After a brief career as an actor, he became a novelist in his early twenties with the publication of Monday Morning (1925), written when he was nineteen. Craven House (1926) and Twopence Coloured (1928) followed, but his first real success was the play Rope (1929, known as Rope's End in America).
The Midnight Bell (1929) is based upon Hamilton's falling in love with a prostitute, and was later published along with The Siege of Pleasure (1932) and The Plains of Cement (1934) as the semi-autobiographical trilogy 20,000 Streets Under the Sky (1935).
Hamilton disliked many aspects of modern life. He was disfigured badly when he was run over by a car in the late 1920s: the end of his novel Mr. Stimpson and Mr. Gorse (1953), with its vision of England smothered in metal beetles, reflects his loathing of the motor car. However, despite some distaste for the culture in which he operated, he was a popular contributor to it. His two most successful plays, Rope and Gas Light (1938, known as Angel Street in the USA), made Hamilton wealthy and were also successful as films: the British-made Gaslight (1940) and the 1944 American remake, and Alfred Hitchcock's Rope (1948).

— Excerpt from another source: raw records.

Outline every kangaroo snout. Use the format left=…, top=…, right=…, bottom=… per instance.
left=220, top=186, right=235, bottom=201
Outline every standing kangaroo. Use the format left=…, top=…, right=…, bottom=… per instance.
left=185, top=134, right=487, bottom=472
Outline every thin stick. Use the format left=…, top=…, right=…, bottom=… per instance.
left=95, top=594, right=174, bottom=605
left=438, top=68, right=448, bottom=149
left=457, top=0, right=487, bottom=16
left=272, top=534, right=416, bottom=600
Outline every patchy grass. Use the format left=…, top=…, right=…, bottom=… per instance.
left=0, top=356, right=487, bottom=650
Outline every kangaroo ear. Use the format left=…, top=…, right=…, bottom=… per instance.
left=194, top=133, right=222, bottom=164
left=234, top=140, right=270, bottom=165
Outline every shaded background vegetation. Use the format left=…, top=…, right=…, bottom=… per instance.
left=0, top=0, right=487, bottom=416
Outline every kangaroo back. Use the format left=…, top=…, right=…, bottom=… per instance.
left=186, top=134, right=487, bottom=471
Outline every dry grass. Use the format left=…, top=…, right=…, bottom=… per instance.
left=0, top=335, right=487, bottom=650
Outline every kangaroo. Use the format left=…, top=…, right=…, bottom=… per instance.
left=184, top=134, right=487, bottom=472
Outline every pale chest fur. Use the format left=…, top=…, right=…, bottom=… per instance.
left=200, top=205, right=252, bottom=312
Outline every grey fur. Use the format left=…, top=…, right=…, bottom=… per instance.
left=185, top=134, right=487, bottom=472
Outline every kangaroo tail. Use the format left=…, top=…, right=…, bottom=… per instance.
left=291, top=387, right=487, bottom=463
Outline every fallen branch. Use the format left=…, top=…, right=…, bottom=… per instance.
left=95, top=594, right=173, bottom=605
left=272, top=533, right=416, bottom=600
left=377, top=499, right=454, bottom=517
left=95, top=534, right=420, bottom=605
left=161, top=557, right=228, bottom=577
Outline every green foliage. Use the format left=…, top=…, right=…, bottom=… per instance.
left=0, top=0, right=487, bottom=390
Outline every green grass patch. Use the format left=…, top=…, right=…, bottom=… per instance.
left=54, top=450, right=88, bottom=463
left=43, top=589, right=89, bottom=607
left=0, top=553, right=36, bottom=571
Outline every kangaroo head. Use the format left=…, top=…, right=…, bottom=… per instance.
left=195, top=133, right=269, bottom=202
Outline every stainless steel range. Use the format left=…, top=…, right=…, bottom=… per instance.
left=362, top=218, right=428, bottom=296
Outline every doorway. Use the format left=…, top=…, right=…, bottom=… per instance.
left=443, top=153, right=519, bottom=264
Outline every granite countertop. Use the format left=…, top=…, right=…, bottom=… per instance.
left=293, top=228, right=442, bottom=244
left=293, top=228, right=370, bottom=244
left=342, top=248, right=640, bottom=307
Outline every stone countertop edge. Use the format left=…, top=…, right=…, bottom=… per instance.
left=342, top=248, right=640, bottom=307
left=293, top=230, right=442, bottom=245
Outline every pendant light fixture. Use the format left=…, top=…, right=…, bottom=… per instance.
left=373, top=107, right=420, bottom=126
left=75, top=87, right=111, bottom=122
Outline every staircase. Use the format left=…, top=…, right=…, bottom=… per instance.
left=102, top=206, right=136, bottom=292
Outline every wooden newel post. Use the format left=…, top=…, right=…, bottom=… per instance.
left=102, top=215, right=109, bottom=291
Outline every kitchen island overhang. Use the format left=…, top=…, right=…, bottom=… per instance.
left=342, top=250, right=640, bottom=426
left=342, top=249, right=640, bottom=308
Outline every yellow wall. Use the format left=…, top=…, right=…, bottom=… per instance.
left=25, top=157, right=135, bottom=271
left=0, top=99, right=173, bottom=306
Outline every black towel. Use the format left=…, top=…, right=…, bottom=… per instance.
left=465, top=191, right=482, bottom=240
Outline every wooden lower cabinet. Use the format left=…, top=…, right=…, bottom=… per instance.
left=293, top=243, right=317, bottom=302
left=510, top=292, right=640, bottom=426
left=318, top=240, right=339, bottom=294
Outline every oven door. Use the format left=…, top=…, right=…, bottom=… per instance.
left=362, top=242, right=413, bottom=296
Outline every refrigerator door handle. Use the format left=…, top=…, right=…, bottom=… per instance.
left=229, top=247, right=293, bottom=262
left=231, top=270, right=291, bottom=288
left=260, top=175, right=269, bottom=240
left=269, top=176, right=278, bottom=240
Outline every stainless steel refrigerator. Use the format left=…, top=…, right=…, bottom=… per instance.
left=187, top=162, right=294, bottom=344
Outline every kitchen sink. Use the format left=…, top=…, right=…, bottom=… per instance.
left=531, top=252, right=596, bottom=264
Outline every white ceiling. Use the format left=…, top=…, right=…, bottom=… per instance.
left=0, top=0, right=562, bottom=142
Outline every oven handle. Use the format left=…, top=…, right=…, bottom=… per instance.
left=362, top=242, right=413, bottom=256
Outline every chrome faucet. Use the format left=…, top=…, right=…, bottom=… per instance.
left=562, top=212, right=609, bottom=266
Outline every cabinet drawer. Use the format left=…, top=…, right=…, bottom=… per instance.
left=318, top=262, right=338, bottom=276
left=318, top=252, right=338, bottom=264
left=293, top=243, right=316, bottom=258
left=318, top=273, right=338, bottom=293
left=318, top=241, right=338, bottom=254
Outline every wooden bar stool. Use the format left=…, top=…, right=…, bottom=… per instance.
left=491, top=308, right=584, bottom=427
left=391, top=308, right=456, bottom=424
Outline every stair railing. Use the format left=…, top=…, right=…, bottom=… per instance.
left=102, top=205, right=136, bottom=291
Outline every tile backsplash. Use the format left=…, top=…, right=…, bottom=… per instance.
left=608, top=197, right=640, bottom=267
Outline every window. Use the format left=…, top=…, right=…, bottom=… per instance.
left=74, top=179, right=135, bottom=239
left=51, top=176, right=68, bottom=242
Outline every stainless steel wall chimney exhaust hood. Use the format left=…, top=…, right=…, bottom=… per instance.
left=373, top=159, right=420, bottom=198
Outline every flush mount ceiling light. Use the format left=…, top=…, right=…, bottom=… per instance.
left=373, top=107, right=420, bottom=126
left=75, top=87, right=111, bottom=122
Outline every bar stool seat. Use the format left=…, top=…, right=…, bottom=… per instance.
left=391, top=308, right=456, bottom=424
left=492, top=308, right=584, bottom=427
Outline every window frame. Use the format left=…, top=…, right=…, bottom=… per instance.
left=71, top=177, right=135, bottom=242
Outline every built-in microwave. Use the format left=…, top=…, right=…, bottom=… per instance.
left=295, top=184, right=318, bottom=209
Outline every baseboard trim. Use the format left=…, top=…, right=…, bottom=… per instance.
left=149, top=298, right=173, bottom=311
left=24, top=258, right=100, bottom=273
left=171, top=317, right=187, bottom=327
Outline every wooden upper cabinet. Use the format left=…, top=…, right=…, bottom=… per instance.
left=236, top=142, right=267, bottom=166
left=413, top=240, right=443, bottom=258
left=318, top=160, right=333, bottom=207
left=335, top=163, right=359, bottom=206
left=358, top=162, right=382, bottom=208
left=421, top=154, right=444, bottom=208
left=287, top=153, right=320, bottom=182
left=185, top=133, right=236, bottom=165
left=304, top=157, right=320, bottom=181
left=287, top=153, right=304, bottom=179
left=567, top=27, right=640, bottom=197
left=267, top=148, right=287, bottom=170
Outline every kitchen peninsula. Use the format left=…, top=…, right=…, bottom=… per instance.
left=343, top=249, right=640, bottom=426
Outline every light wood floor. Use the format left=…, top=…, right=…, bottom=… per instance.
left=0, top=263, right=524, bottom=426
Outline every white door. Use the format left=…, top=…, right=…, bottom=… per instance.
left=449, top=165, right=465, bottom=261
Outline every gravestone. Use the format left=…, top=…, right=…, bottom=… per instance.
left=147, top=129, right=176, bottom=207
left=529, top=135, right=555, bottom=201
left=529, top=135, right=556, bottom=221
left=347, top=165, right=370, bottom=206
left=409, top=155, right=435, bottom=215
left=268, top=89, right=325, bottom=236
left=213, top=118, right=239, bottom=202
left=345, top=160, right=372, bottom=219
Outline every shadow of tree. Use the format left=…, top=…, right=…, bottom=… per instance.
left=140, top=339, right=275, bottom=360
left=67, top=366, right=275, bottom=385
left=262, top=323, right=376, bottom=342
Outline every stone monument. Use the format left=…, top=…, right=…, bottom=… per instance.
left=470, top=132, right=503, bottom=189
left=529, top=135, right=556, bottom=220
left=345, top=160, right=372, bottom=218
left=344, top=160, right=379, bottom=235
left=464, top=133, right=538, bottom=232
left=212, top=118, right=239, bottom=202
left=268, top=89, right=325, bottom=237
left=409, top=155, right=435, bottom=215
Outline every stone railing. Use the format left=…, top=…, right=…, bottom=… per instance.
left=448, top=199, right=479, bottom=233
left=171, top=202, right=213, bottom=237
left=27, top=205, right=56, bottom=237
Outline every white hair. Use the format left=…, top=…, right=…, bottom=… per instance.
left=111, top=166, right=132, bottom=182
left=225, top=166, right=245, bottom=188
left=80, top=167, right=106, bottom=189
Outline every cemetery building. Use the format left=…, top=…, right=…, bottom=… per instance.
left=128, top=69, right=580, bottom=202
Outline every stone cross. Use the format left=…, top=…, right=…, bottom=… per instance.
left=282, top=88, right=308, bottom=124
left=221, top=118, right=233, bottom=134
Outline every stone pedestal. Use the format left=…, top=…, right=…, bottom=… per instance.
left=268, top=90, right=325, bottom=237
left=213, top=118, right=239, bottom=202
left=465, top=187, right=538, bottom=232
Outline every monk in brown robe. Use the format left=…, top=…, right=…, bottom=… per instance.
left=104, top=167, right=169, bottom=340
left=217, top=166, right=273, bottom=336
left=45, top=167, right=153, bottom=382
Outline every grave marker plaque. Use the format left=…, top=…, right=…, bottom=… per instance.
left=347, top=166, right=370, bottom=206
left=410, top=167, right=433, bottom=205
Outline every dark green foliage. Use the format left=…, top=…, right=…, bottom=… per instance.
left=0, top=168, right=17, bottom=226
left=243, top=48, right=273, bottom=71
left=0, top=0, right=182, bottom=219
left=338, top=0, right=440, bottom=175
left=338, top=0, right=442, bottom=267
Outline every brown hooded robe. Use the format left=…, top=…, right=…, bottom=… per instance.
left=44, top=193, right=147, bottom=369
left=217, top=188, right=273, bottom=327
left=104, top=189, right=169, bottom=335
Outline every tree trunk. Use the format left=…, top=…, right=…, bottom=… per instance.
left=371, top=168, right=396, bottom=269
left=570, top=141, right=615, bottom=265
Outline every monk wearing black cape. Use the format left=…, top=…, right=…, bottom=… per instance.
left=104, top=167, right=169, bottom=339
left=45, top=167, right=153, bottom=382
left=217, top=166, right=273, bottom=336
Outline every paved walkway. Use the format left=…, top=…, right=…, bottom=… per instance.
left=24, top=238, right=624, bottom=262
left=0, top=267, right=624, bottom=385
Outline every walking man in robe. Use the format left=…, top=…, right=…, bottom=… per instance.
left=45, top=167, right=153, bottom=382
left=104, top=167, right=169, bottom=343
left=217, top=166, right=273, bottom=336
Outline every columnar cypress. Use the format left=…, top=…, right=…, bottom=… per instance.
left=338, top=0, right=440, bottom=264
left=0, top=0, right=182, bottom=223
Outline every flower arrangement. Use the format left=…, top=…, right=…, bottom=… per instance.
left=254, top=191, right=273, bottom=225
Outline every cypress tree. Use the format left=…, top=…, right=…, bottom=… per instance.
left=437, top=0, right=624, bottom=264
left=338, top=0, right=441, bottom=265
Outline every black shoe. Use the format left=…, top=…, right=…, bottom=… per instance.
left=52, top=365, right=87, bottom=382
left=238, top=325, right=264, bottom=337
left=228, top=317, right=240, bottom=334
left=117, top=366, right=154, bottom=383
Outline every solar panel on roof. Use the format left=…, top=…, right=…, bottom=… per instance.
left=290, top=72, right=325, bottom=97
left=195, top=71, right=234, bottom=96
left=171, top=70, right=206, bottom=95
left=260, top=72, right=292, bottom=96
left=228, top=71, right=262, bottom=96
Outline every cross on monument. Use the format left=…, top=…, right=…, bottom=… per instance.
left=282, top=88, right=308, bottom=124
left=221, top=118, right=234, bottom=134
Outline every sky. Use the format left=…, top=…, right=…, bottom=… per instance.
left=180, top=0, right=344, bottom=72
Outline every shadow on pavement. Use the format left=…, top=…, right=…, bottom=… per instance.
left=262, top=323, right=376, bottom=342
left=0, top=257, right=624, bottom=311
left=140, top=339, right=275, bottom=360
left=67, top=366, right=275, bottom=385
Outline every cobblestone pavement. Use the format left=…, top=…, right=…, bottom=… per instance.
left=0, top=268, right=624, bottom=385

Hangover Square (1941) is often judged his most accomplished work and still sells well in paperback, and is regarded by contemporary authors such as Iain Sinclair and Peter Ackroyd as an important part of the tradition of London novels. Set in Earls Court where Hamilton himself lived, it deals with both alcohol-drinking practices of the time and the underlying political context, such as the rise of fascism and responses to it. Hamilton became an avowed Marxist, though not a publicly declared member of the Communist Party of Great Britain. During the 1930's, like many other authors, Hamilton grew increasingly angry with capitalism and, again like others, felt that the violence and fascism of Europe during the period indicated that capitalism was reaching its end: this encouraged his Marxism and his novel Impromptu in Moribundia (1939) was a satirical attack of capitalist culture.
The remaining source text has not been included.